Amenabàr conduce tutto con sicuro mestiere, ma niente di più: anche l’impianto da film sottilmente “de paura” è insolitamente classico e prevedibile per uno che ci ha abituato a scelte registiche ardite e ribaltamenti narrativi audaci. Insomma, pensavo che il tema musicale in crescendo che parte un quarto d’ora prima per sottolineare il colpo di scena non fosse più una tecnica presentabile a un pubblico al di sopra dei sette anni, ma forse il buon Alejandro deve riprendere un po’ la mano col genere. Il film, tutto sommato, scorre comunque via senza particolari intoppi se non questa generale sensazione di vaghezza ed incompiutezza – ma è una sensazione non secondaria, se ci si alza dalla poltrona del cinema con il seguente fastidioso quesito che aleggia nell’aria: “E quindi?”.
– Luca Tersigni –
- La ricostruzione della provincia americana del periodo;
- La tensione sapientemente dosata per la prima parte del film;
- La riflessione riguardo le dinamiche inconsce delle comunità umane;
- La recitazione di Emma Watson;
- Alcune scelte di sceneggiatura;
- La poca sicurezza del regista riguardo l'identità da dare al film;
- La generale mancanza di coinvolgimento dello spettatore;
"Regression" è un film discreto: discretamente ben diretto, discretamente recitato, che non annoia ma che non riesce nemmeno a coinvolgere fino in fondo. Ci sarebbero anche degli spunti di riflessione non banali, per esempio il meccanismo di innesco di certe psicosi di massa durante le quali paranoie e voci di corridoio vengono accettate senza verifica, complici i media, come fatti inoppugnabili da un'intera comunità fino ad influenzare addirittura l'inconscio dei singoli individui (e mai come in questo periodo ci sarebbe bisogno di vaccini contro un tipo di dinamiche – queste sì – davvero diaboliche).
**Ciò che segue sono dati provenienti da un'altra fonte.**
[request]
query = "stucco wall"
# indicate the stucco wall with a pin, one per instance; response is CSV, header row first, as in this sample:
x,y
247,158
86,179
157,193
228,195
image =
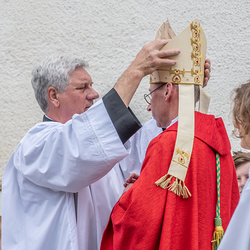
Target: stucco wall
x,y
108,34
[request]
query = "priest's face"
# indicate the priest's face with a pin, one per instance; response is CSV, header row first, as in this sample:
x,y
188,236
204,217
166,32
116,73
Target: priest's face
x,y
242,172
78,96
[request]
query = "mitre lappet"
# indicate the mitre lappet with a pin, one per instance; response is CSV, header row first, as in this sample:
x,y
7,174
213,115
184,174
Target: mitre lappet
x,y
187,72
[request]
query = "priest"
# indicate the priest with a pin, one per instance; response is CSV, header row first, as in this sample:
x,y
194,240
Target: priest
x,y
77,144
187,190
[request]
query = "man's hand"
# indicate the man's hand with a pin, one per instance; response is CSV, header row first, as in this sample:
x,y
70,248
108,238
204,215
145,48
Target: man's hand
x,y
150,58
207,71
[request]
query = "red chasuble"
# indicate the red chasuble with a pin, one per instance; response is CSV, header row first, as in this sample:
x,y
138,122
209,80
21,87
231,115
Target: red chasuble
x,y
148,217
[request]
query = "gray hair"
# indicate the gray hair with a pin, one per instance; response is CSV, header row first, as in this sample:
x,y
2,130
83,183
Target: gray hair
x,y
53,72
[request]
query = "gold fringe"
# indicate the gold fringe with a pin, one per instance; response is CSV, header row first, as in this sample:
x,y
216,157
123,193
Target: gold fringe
x,y
174,186
217,237
162,182
178,187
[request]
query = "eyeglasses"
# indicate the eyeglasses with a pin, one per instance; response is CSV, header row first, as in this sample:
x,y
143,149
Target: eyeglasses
x,y
147,97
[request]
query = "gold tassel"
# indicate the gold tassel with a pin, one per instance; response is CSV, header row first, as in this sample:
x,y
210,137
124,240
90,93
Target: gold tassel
x,y
174,186
162,182
218,234
179,190
185,192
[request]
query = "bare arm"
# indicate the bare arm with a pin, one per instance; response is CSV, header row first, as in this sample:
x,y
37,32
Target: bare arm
x,y
149,58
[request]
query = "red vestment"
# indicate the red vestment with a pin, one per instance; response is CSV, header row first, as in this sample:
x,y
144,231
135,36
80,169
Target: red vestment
x,y
149,217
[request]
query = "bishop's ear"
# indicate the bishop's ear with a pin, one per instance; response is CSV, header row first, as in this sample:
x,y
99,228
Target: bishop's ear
x,y
53,96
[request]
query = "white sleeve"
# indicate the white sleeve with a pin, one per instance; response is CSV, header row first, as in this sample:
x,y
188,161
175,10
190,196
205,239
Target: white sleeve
x,y
70,156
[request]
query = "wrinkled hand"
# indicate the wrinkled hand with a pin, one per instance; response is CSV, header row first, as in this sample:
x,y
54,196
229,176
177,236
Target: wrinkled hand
x,y
207,71
151,57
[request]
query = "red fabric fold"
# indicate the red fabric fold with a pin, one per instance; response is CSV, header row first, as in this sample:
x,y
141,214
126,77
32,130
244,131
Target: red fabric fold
x,y
148,217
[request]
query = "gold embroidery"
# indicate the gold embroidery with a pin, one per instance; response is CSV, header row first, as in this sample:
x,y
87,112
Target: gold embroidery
x,y
196,53
182,158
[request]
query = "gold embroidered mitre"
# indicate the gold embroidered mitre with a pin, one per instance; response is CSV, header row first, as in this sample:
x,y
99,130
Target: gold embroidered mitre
x,y
187,72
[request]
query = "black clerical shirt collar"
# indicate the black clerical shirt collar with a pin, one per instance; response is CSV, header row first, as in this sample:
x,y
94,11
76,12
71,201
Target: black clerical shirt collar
x,y
47,119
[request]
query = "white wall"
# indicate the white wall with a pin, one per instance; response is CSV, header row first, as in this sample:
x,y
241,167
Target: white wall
x,y
108,34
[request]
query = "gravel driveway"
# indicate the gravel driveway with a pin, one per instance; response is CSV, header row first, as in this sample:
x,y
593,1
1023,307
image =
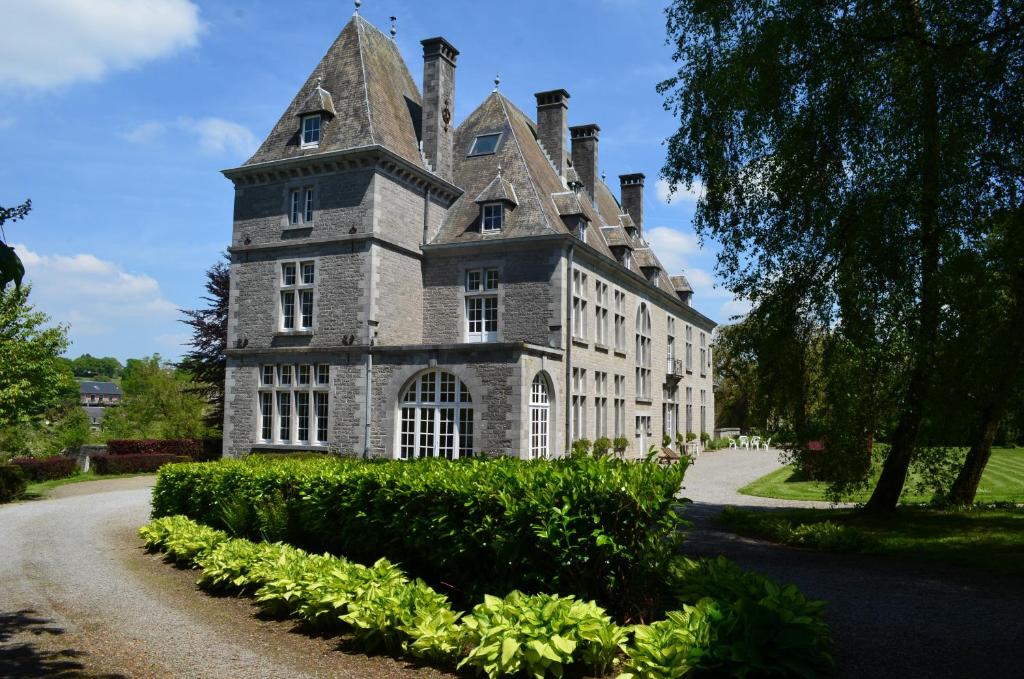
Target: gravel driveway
x,y
80,598
889,619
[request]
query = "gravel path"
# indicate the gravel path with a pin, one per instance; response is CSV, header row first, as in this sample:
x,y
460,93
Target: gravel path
x,y
889,618
80,598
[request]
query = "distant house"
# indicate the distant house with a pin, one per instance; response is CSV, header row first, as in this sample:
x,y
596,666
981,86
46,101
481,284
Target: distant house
x,y
95,397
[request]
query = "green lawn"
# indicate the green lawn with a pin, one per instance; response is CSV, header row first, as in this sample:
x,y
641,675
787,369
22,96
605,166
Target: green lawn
x,y
981,539
1003,481
37,491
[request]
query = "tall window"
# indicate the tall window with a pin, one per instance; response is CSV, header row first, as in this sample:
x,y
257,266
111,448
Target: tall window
x,y
481,305
578,417
310,131
493,217
704,412
297,280
620,321
301,206
601,312
671,346
643,352
689,410
293,404
579,304
704,354
540,418
620,405
436,418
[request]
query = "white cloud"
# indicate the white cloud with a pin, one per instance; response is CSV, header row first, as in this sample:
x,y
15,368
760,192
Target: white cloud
x,y
93,295
50,43
672,246
217,135
143,132
682,195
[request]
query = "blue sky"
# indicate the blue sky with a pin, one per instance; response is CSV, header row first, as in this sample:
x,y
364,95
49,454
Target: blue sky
x,y
117,116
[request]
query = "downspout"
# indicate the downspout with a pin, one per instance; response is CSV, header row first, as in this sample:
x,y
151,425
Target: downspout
x,y
568,349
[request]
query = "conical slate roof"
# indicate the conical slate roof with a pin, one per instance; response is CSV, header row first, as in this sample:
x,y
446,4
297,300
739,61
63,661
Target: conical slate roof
x,y
374,96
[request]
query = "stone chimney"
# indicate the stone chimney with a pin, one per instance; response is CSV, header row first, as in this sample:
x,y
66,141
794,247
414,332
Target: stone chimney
x,y
438,104
585,156
631,195
552,126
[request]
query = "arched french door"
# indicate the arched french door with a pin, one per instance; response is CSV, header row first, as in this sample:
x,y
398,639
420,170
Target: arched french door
x,y
436,418
540,418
Purtroppo né questo aspetto né altri vengono approfonditi a dovere, e il film si muove in una sorta di terra di nessuno cinematografica a causa delle scelte (o meglio, delle mancate scelte) descritte nell'articolo; e ci si accorge alla fine di essere arrivati ai titoli di coda di sicuro senza infamia, ma, ahimè, anche senza particolari lodi.